Они стали подниматься, и на третий этаж доносился стук каблучков.

Отчетливо слыша громкий стук своего сердца, сидящий на ступеньках мужчина открыл глаза, кашлянул.

— Я пойду, — каблучки нерешительно стукнули раз, другой.

Сидящий повернул голову и за прутьями увидел большие глаза, полные тревоги. Он беспомощно улыбнулся и тихо сказал, не поднимаясь:

— Извини, Машенька.
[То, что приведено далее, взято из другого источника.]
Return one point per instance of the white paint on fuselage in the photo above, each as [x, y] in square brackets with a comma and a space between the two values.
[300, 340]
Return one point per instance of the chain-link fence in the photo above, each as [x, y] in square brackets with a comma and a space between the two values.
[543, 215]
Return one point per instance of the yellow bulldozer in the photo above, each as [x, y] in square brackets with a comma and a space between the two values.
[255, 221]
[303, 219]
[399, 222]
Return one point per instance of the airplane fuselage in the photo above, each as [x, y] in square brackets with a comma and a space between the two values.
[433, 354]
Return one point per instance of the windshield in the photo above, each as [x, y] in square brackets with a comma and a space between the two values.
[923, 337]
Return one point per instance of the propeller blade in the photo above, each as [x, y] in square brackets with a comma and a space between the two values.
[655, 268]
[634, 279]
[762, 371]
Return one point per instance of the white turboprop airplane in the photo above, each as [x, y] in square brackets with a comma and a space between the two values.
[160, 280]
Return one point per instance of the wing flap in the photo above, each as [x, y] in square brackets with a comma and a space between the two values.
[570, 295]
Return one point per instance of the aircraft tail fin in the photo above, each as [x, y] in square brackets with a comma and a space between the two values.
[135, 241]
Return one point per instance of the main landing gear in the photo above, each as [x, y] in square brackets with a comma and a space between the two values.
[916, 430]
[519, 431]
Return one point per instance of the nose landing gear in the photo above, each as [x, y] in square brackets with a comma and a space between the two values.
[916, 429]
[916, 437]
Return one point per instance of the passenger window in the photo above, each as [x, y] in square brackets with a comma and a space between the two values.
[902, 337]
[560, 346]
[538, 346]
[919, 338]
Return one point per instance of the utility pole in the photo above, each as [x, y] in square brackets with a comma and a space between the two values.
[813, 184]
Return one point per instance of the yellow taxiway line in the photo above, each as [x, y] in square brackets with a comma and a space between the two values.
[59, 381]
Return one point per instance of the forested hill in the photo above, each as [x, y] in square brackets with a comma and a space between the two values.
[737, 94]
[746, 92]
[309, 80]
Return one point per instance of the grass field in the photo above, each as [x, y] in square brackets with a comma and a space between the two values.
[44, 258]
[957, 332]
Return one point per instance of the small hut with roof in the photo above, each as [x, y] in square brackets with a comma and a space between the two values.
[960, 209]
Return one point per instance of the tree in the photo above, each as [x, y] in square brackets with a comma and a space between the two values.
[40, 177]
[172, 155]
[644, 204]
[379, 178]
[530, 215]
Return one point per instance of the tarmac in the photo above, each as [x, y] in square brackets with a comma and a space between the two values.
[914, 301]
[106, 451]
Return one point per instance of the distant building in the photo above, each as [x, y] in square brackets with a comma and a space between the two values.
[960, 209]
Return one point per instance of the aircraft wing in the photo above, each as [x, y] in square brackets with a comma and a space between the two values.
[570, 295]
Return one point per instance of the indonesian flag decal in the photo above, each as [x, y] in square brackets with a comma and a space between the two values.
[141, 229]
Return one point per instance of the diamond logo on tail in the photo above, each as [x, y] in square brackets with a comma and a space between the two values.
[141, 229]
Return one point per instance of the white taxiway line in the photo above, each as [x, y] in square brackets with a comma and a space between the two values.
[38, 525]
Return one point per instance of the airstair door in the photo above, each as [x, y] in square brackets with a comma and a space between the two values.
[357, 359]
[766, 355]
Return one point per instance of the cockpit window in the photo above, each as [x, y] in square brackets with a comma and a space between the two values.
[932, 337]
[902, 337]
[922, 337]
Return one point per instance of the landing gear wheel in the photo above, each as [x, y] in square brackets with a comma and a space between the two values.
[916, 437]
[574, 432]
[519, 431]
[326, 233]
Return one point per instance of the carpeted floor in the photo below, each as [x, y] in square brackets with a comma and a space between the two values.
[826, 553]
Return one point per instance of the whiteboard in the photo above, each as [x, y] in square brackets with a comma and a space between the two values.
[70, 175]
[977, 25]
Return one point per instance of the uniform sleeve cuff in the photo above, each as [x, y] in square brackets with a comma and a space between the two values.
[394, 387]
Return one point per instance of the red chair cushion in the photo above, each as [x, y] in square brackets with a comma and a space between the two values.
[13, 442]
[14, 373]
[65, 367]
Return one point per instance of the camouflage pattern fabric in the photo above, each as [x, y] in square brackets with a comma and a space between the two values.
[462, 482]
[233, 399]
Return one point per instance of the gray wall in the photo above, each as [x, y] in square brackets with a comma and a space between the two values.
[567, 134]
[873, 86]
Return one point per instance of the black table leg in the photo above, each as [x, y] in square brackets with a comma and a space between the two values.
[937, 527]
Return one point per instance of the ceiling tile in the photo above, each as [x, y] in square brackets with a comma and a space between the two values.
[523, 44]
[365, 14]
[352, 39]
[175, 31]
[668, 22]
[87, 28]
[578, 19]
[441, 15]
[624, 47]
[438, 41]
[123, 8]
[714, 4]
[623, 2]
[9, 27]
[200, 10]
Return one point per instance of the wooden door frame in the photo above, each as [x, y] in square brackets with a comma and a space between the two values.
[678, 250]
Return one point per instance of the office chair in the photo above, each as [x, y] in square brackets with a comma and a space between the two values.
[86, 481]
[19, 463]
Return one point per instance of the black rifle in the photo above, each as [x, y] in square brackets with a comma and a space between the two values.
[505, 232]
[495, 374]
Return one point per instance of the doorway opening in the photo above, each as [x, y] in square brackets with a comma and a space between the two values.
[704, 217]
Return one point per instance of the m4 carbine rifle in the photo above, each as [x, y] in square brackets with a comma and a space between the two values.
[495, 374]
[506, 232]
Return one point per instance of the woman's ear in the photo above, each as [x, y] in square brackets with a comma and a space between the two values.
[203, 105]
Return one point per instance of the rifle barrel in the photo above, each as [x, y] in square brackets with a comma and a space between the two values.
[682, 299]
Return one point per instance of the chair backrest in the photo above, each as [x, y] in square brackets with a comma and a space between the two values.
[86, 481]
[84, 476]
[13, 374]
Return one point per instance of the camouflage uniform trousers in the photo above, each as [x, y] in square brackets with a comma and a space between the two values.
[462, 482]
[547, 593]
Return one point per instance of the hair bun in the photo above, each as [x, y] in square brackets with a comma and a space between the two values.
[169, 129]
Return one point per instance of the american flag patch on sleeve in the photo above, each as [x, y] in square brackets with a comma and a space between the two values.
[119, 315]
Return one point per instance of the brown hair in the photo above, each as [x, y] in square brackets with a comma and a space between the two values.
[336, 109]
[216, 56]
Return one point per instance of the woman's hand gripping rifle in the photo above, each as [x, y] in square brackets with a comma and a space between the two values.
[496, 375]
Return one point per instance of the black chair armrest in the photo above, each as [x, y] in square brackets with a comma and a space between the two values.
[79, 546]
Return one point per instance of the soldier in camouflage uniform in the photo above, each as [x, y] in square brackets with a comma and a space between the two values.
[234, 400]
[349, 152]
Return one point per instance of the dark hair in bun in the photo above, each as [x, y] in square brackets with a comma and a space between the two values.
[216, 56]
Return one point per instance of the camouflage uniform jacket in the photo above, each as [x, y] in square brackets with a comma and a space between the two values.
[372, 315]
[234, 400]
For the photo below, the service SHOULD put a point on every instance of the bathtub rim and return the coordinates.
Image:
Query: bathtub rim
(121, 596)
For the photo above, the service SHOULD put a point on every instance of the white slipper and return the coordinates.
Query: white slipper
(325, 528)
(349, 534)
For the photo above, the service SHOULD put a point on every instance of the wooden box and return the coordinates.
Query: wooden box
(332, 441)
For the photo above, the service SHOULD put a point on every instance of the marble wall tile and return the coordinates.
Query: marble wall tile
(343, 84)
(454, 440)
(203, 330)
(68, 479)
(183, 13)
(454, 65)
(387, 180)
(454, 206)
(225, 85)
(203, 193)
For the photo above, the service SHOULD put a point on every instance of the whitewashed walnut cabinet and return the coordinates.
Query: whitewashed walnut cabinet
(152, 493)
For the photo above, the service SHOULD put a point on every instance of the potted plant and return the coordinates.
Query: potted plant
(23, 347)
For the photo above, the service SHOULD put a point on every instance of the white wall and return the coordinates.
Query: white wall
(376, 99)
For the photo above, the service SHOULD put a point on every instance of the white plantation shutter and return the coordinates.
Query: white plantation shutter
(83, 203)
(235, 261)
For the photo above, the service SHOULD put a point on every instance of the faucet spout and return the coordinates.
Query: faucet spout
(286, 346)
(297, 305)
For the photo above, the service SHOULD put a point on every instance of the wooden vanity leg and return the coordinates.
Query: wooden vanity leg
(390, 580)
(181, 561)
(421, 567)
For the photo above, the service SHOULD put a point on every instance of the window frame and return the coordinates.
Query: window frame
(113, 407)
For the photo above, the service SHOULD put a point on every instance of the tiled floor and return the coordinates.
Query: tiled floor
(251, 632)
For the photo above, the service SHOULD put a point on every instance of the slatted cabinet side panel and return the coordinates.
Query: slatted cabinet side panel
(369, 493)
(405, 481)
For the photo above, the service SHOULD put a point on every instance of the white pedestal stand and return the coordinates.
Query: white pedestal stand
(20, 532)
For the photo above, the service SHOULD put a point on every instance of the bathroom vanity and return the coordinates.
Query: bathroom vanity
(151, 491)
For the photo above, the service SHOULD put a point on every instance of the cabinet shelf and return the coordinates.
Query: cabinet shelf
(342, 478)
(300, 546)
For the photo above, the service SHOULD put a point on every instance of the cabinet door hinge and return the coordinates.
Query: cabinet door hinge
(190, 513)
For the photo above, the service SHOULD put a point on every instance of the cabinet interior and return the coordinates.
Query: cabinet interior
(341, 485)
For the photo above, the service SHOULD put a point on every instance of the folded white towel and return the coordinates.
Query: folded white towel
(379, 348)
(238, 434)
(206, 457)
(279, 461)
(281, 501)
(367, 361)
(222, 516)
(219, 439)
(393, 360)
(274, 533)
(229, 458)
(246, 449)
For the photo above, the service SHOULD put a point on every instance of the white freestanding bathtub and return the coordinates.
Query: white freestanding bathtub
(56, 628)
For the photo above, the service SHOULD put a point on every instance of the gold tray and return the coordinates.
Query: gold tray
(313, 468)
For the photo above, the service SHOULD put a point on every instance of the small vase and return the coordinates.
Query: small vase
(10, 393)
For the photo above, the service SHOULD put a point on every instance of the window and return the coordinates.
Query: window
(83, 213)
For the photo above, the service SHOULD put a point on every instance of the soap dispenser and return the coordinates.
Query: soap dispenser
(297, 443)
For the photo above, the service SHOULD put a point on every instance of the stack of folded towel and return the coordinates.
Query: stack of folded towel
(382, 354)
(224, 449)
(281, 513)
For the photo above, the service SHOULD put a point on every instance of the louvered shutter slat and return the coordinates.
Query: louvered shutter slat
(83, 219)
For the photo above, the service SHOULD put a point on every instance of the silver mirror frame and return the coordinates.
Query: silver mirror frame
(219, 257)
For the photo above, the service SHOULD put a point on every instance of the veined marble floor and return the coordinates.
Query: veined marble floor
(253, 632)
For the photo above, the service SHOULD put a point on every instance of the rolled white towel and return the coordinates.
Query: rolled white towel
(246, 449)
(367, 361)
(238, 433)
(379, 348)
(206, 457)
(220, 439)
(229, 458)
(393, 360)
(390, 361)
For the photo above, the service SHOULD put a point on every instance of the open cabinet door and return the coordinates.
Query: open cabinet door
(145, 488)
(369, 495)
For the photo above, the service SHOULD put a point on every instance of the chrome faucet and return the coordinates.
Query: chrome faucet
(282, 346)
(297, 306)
Не успели мы. С Новым годом…

Оглянись в пути

С ночлегом в Москве проблемы не было. У Степана Ивановича Рогачевы останавливались уже дважды. Каждый раз им были искренне рады. Дед был готов отдать все на свете любому из старых своих друзей, завернувшему к нему с Севера или по дороге на Север.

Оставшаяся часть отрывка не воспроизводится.